There was a small migration of Acadians to the village (1759), after the British began the Expulsion of the Acadians from the Maritimes. Specifically, the Acadians migrated from present-day New Brunswick to avoid being killed or captured in the St. John River Campaign.
The town of Bécancour was created October 17, 1965, from an amalgamation of eleven municipalities. Bécancour was one of the province of Quebec's first amalgamated cities. At the time, Bécancour was the largest city in Quebec in terms of land area (as of 2003, the title belongs to La Tuque, Quebec).
Bécancour is now divided into six secteurs (lit. "sectors"): Bécancour, Saint-Grégoire, Gentilly, Précieux-Sang, Sainte-Angèle-de-Laval, and Sainte-Gertrude. Bécancour, Saint-Grégoire and Gentilly, each located near the shore of the Saint Lawrence River, can be considered the main urban centres. Autoroute 55 intersects Autoroute 30 and Route 132 at Saint-Grégoire.

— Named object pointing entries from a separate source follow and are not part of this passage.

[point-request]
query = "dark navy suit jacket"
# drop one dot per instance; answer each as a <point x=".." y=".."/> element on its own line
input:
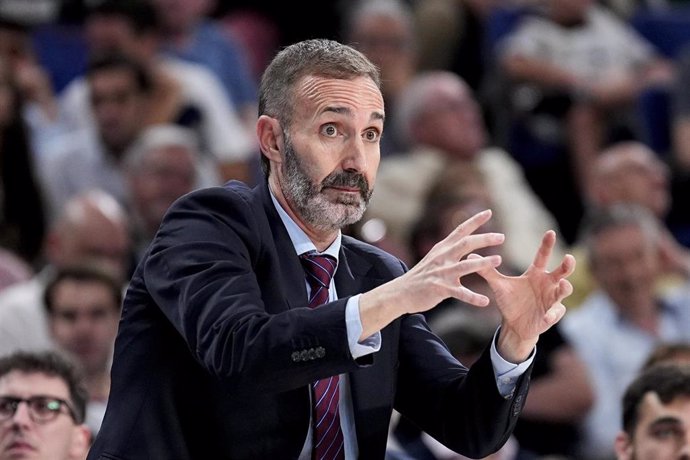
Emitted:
<point x="217" y="347"/>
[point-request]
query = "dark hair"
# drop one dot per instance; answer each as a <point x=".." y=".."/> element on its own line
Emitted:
<point x="667" y="380"/>
<point x="84" y="272"/>
<point x="317" y="57"/>
<point x="53" y="364"/>
<point x="118" y="61"/>
<point x="140" y="14"/>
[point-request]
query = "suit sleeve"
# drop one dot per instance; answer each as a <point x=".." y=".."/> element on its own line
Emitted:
<point x="460" y="407"/>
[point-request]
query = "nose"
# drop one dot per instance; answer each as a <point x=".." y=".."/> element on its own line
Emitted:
<point x="355" y="158"/>
<point x="21" y="416"/>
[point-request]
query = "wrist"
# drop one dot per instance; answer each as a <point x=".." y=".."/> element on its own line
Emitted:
<point x="512" y="347"/>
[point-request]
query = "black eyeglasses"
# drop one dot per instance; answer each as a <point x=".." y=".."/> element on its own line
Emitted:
<point x="42" y="409"/>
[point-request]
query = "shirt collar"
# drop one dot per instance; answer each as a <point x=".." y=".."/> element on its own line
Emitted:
<point x="300" y="240"/>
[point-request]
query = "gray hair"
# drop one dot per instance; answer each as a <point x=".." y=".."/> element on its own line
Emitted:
<point x="160" y="136"/>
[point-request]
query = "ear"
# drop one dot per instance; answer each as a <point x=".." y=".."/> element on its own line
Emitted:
<point x="270" y="135"/>
<point x="623" y="446"/>
<point x="81" y="442"/>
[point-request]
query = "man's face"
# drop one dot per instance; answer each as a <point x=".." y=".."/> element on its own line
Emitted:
<point x="166" y="174"/>
<point x="330" y="157"/>
<point x="625" y="263"/>
<point x="662" y="432"/>
<point x="22" y="438"/>
<point x="97" y="239"/>
<point x="84" y="322"/>
<point x="640" y="177"/>
<point x="451" y="120"/>
<point x="388" y="42"/>
<point x="109" y="33"/>
<point x="118" y="105"/>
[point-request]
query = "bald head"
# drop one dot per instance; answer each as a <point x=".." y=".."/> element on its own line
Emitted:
<point x="439" y="110"/>
<point x="630" y="172"/>
<point x="92" y="228"/>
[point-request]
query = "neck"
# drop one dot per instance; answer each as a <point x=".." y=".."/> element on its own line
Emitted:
<point x="97" y="384"/>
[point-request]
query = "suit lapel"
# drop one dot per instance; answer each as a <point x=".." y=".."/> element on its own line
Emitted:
<point x="290" y="275"/>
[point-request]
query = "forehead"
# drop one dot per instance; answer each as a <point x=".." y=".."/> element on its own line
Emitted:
<point x="78" y="291"/>
<point x="19" y="383"/>
<point x="358" y="96"/>
<point x="653" y="408"/>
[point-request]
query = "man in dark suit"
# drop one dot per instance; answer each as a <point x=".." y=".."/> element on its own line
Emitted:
<point x="218" y="345"/>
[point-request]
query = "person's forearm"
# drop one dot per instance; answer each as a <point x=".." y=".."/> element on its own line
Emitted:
<point x="514" y="348"/>
<point x="378" y="308"/>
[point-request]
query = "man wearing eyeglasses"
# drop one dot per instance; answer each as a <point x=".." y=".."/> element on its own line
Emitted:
<point x="42" y="406"/>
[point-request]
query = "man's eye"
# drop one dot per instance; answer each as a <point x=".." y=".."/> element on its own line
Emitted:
<point x="371" y="135"/>
<point x="329" y="130"/>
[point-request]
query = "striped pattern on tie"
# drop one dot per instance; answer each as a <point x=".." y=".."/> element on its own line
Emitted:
<point x="328" y="436"/>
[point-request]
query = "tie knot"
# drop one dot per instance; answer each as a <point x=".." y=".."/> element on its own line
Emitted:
<point x="319" y="268"/>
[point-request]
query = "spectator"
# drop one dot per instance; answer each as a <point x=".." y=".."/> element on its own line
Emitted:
<point x="560" y="391"/>
<point x="585" y="67"/>
<point x="42" y="406"/>
<point x="440" y="119"/>
<point x="656" y="415"/>
<point x="630" y="172"/>
<point x="621" y="322"/>
<point x="668" y="352"/>
<point x="186" y="93"/>
<point x="92" y="228"/>
<point x="121" y="94"/>
<point x="13" y="269"/>
<point x="188" y="33"/>
<point x="453" y="36"/>
<point x="164" y="164"/>
<point x="22" y="210"/>
<point x="384" y="31"/>
<point x="83" y="308"/>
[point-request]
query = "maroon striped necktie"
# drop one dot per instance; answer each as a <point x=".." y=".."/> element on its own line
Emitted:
<point x="328" y="436"/>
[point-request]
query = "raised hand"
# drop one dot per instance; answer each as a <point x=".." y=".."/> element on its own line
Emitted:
<point x="435" y="278"/>
<point x="530" y="303"/>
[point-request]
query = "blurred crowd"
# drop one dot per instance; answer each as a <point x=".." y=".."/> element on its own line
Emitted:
<point x="572" y="115"/>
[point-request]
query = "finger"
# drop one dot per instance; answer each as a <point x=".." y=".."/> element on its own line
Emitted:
<point x="475" y="265"/>
<point x="488" y="273"/>
<point x="470" y="225"/>
<point x="469" y="296"/>
<point x="565" y="288"/>
<point x="547" y="243"/>
<point x="472" y="243"/>
<point x="554" y="314"/>
<point x="566" y="268"/>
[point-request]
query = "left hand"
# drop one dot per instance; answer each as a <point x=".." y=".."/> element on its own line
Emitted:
<point x="530" y="303"/>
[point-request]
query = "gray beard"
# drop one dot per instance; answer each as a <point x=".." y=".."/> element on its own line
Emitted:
<point x="312" y="205"/>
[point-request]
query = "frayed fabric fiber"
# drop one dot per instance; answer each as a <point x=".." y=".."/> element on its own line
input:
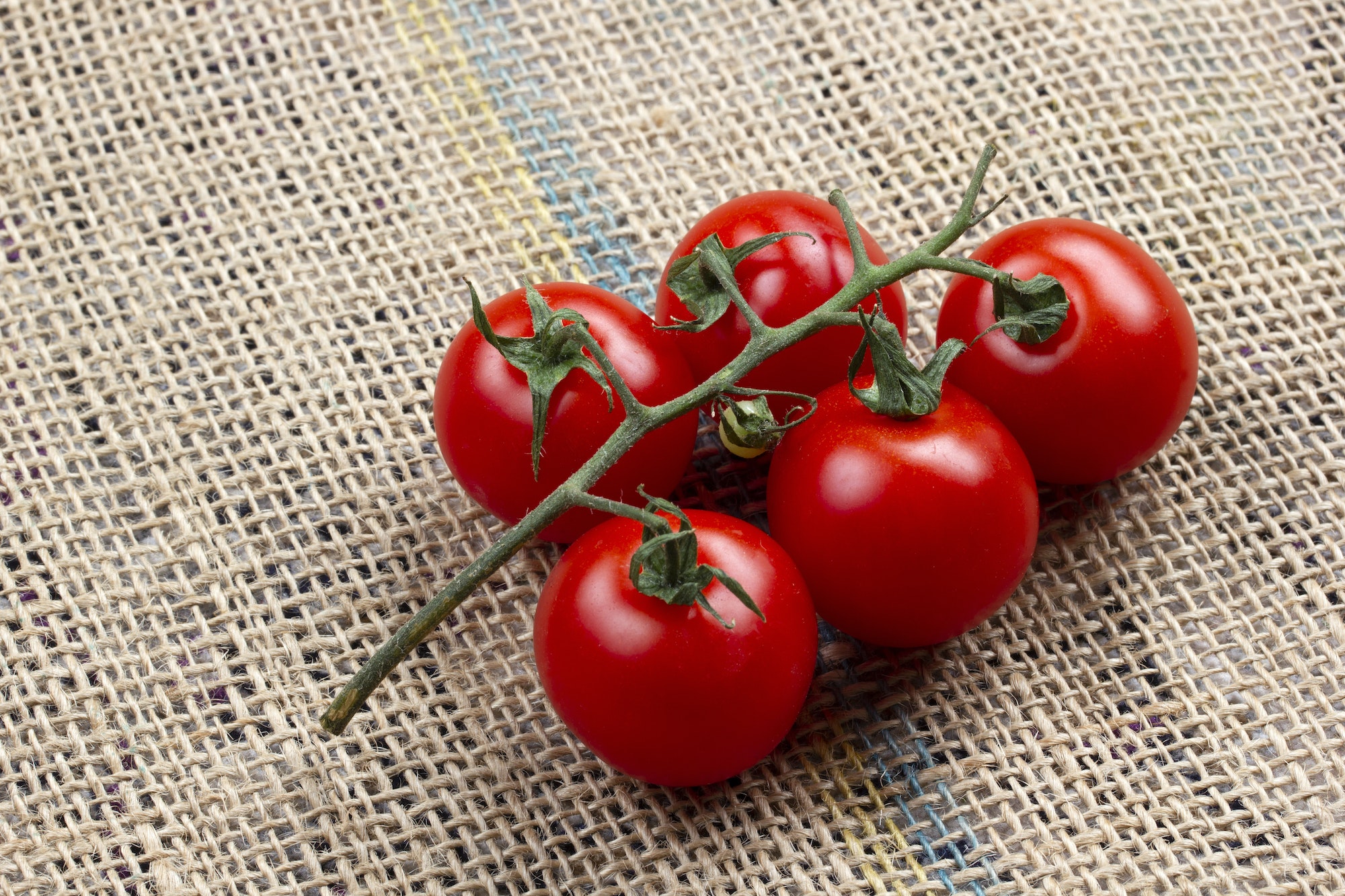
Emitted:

Bécancour is part of the Trois-Rivières metropolitan area; many residents work in Trois-Rivières and commute across the Laviolette Bridge daily. The economy of Bécancour, once mainly agricultural, shifted towards heavy industry and manufacturing in the 1970s and 1980s. An industrial park was built in the area, attracting producers of aluminum, magnesium, refractory metals, and petroleum products; machine shops; and many related services, such as excavators and sales of industrial parts. A nuclear power plant, Gentilly Nuclear Generating Station, was commissioned in 1983 in the Gentilly sector; it was decommissioned in 2012.